脚は4段。コンパクトながらローアングルからそれなりの高さまで幅広く使えます。
■ スプリント PRO II
格納高47cm、最低高17cm~全高161.5cm(EVあり)、重量939g、耐荷重2kgまで。
自由雲台(取り外し可能)、クイックシューつき、水準器なし。
脚は4段。生産完了品ですが人気の商品。Amazonなんかだとまだ在庫がありそうです。
Velbon(ベルボン)
SLIKと並んで有名な日本のメーカー。商品ラインナップが豊富すぎて迷います。
■ ウルトラロックシリーズ
収納高42.5cm、最低高21cm~全高162cm(EVあり)、重量1.4kg、耐荷重2kgまで。
3WAY雲台(取り外し可能)、クイックシュー・水準器つき。
最大の特徴はベルボン独自のウルトラロック。スムーズにちゃちゃっと三脚がセッティングできちゃいます。脚は5段。ローアングルから幅広く使えます。
555は455より全てが少しずつ大きくなります。耐荷重が2.5kgまでに増えるので、余裕を持ちたい場合は555もしくは655がおすすめです。ちなみに自由雲台のキットも選べます。
■ Sherpaシリーズ
収納高48cm、最低高22.1cm~全高154cm(EVあり)、重量1.5kg、耐荷重2kgまで。
3WAY雲台(取り外し可能)、クイックシュー・水準器つき。
脚径(脚の太さ)と脚の段数の組み合わせで6つのラインナップから選べます。Amazonで買う場合は脚径と段数による価格差が比較しやすいと思います。脚径が太くなるほどサイズが大きくなりますが、耐荷重にも余裕が出ます。段数は4段が3段に比べてコンパクトになります。3段の方が最高まで伸ばした場合に安定性が出ます。645ならあまり気にしなくていいと思います。
ローアングルから使えて、カラーバリエーションも豊富なシリーズです。
manfrotto(マンフロット)
デザイン性からも人気が高いイタリアのメーカーです。
※クイックシューはクイックリリースと表記されています。
■ COMPACT アクション フォト・ムービーキット
格納高45.3cm、最低高45.3cm~全高155cm(EVあり)、重量1.16kg、耐荷重1.5kg。

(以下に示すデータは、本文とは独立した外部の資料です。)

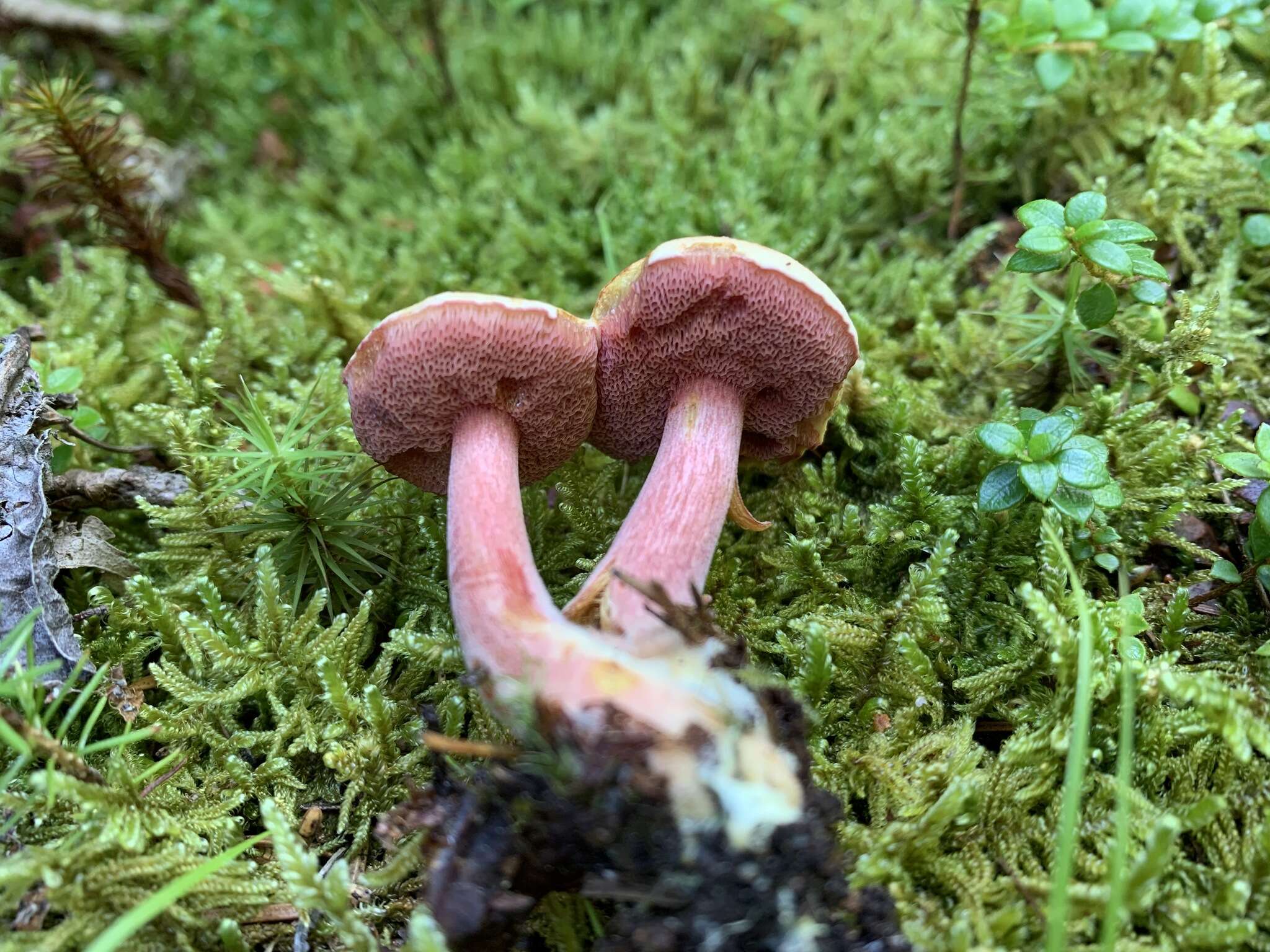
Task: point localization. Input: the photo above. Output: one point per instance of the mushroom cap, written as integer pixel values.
(733, 311)
(419, 368)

ジョイスティック型雲台(取り外し不可)、クイックシューつき、水準器なし。
最大の特徴はジョイスティック型ハンドルの雲台。直観的な操作ができます。ワンタッチで雲台のモードを切り替えると、ムービーにも適したなめらかな動きになります。ブラック・レッド・ホワイトのカラーバリエーションがあります。5段脚のため全高まで使うと安定性にやや不安があります。ロゴの入った収納ケースが付属します。

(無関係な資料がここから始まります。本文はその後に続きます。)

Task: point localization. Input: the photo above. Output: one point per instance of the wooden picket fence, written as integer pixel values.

■ COMPACT Advanced 3Wayフォトキット
格納高44cm、最低高44.5cm~全高165cm(EVあり)、重量1.42kg、耐荷重3kg。
3WAY雲台(取り外し不可能)、クイックシューつき、水準器なし。
自由雲台バージョンもあります。このレベルのつくりとデザインが1万円以内で買えるというのが驚きの製品。見た目だけで選んでも間違いないです。こちらも脚は5段で、ロゴ入りの収納ケース付属です。
■ Befree アルミ 4段 ボール雲台キット
格納高40cm、最低高34cm~全高144cm(EVあり)、重量1.4kg、耐荷重4kg
自由雲台(取り外し可能)、クイックシューつき、水準器なし。
脚は4段です。携帯性と丈夫さを兼ね備えた非常にバランスの良い製品。付属の収納ケースはCOMPACTシリーズよりかっこいいと思います。
NEWデザインは4色のカラーバリエーションです。
値段が高い三脚はやっぱりいいです。でも思った以上に高額。自分がどんなカメラやレンズを使用して、どこで何を撮りたいのかを考えると譲れないポイントが出てきます。そうすることで様々な条件のバランスがとれた三脚選びができると思います。
はじめての三脚選びはマンフロットのBefreeに軍配が上がりそうな予感です。